May had been demanding that Moscow explain how a nerve agent developed during the Soviet Union era was used to make the pair ill before her government announced it would expel the Russian diplomats and sever high-level bilateral contacts with Moscow.
Russia has denied it was responsible for the poisoning.
Britain's Foreign Office said in a statement on Saturday that the country's National Security Council would meet early next week to consider its next steps.
"Our priority today is looking after our staff in Russia and assisting those that will return to the U.K.," the Foreign Office said in its statement.
U.K. says Russia 'culpable'
"The onus remains on the Russian state to account for their actions and to comply with their international obligations."
The Foreign Office said it had expected retaliation, "in light of Russia's previous behaviour."
"This follows the action we have taken, alongside other measures, to dismantle the Russian espionage network operating in the U.K. as a consequence of the attempted assassination of two people here in Britain using a nerve agent.

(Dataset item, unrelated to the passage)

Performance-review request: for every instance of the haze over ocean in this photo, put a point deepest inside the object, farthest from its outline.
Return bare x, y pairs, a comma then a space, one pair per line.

"Russia's response doesn't change the facts of the matter — the attempted assassination of two people on British soil, for which there is no alternative conclusion other than that the Russian State was culpable. It is Russia that is in flagrant breach of international law and the Chemical Weapons Convention."
Labour leader calls for 'cool heads'
Britain's Labour Party leader Jeremy Corbyn on Saturday said the attack in Salisbury should be referred to the Chemical Weapons Convention.
"We have to establish exactly where the nerve gas came from, who administered it and prosecute if we can," he said. "Clearly there was a Russian origin to the design of the nerve gas and that has to be challenged to the Russian government, which is what we would be doing.
"The basis of any assertion or allegation has to be based on evidence, and I'd be very interested if the foreign secretary [Boris Johnson] has evidence that wasn't revealed during the week by the prime minister in two statements to the House of Commons. I think we need cool heads; we need people who are going to be serious about this and not shoot from the hip."